OBJECTIVES: This study aimed to investigate the impact of utilizing different diagnosis coding schemas on evaluating the major bleeding risk associated with non-vitamin K antagonist oral anticoagulants (NOACs) and warfarin.

METHODS: A retrospective cohort study was conducted using Taiwan's National Health Insurance Research Database to identify atrial fibrillation patients newly prescribed NOACs or warfarin between June 2012 and June 2019. The primary outcome was major bleeding events, including gastrointestinal bleeding (GIB), intracranial hemorrhage (ICH), and other major bleeding (OMB). Different coding schemas proposed by Cunningham et al., the FDA, and Yao et al. for defining major bleeding were compared. The impact of including or excluding patients with a bleeding history was also explored. Propensity score matching was performed to ensure covariate balance. Incidence rates and hazard ratios (HR) were estimated to evaluate major bleeding risks between NOACs and warfarin.

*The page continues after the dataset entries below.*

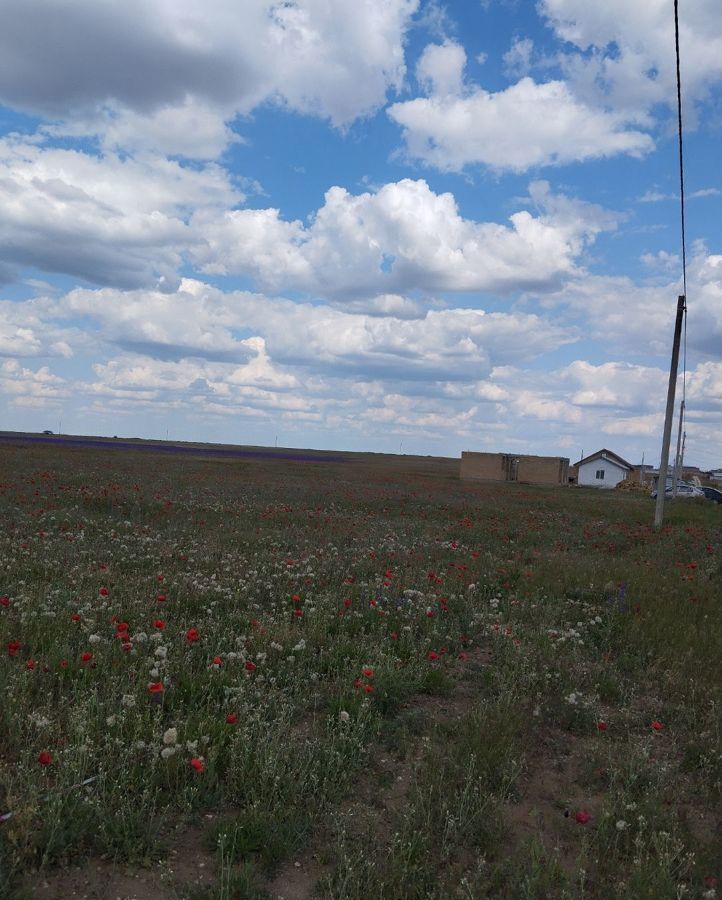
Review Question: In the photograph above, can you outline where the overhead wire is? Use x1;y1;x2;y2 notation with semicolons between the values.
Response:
674;0;687;436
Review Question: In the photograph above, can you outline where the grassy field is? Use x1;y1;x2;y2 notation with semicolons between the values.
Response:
0;446;722;900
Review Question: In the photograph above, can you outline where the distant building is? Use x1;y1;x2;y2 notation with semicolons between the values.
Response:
461;450;569;484
574;449;634;488
628;463;659;484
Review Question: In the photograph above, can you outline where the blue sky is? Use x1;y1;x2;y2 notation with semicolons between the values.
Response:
0;0;722;468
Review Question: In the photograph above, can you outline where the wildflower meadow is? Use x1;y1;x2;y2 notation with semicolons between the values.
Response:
0;442;722;900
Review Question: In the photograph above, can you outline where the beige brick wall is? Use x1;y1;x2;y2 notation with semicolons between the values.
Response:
460;451;569;484
517;456;569;484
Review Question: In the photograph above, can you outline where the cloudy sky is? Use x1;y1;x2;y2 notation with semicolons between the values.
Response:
0;0;722;468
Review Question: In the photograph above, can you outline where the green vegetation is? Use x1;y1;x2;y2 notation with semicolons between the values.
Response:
0;448;722;900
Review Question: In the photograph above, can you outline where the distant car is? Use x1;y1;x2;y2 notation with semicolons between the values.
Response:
700;487;722;503
652;483;704;500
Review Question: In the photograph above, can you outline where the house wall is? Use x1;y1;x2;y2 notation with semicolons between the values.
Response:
517;456;569;484
460;451;569;484
577;459;627;488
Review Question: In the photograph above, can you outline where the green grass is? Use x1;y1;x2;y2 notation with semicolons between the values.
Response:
0;448;722;900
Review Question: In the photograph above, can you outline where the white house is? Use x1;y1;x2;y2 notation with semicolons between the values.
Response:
575;450;634;487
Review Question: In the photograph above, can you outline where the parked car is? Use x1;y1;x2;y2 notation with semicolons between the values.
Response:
700;486;722;503
652;482;704;500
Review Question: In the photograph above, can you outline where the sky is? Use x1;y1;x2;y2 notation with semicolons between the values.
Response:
0;0;722;469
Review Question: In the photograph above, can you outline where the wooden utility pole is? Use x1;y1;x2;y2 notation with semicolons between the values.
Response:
654;294;685;528
672;398;684;497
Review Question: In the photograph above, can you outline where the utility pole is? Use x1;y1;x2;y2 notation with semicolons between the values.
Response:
654;294;685;528
679;431;687;475
672;398;684;497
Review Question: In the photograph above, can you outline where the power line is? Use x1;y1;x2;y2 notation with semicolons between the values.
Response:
674;0;687;297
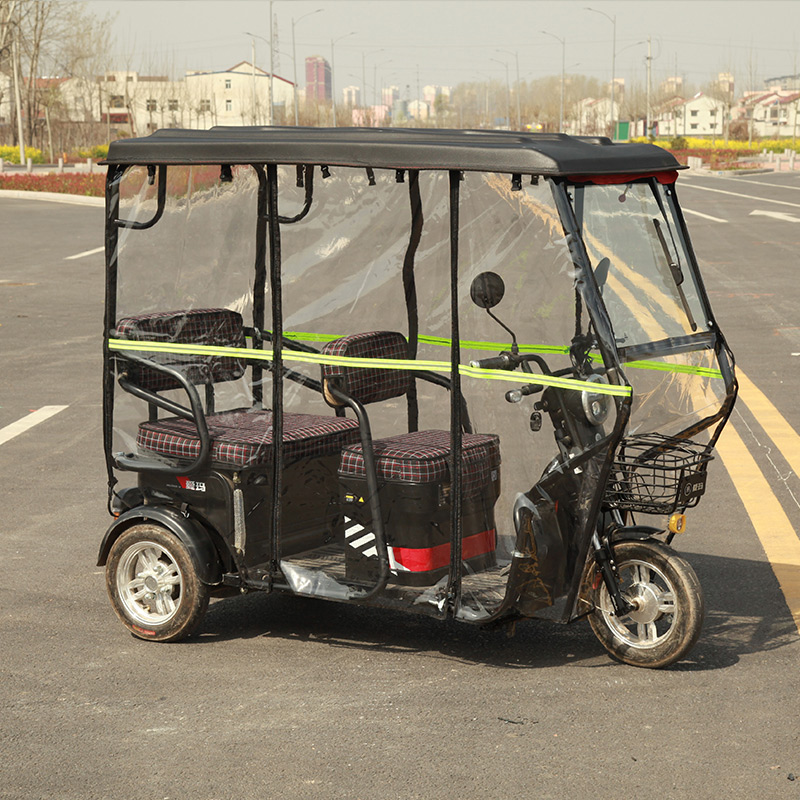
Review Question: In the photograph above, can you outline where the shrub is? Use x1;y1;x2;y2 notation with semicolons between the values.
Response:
0;172;106;197
0;145;44;164
77;144;108;161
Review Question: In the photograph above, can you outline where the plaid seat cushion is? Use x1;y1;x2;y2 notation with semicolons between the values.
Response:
322;331;413;405
136;408;358;467
339;431;500;497
116;308;245;392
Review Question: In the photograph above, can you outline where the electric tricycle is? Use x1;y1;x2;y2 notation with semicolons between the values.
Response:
98;127;736;667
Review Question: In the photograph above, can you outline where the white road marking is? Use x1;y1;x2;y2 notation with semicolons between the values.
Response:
682;207;728;223
682;173;800;192
683;183;800;208
0;406;69;444
64;246;106;261
750;209;800;222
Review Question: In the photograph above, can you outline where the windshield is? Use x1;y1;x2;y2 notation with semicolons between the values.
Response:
574;180;709;350
570;179;727;435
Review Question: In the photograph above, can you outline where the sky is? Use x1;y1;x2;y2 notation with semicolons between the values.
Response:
87;0;800;99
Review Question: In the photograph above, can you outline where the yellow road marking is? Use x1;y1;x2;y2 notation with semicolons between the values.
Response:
716;424;800;633
736;368;800;477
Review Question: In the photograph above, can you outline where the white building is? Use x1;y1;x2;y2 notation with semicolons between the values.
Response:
655;92;728;138
576;97;616;136
744;91;800;139
342;86;361;108
61;61;294;136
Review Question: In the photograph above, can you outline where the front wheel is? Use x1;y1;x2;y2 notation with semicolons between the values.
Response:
106;524;209;642
588;541;704;668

RESULTS: After matching, both NOAC and warfarin groups comprised 20,704 patients. Across coding schemas, NOACs consistently showed significantly lower rates of all major bleeding (HR range: 0.73~0.76) and ICH (HR range: 0.43~0.63) compared to warfarin, while GIB rates were similar between the treatment groups (HR range: 0.87 to 0.90; p-value all >0.05). The number of events varied based on the coding stringency, with Cunningham et al. algorithm yielding the highest, followed by the FDA and YAO et al. For ICH, focusing on the primary diagnosis or considering only spontaneous cases (excluding traumatic ICH) resulted in a greater risk reduction associated with NOAC. Risk estimates remained consistent when excluding patients with a bleeding history.

CONCLUSIONS: In general, different coding schemas had minimal impact on comparing major bleeding between NOACs and warfarin, except for ICH. Relying solely on the primary diagnosis and considering only spontaneous ICH yielded a greater risk difference in ICH favoring NOACs over warfarin.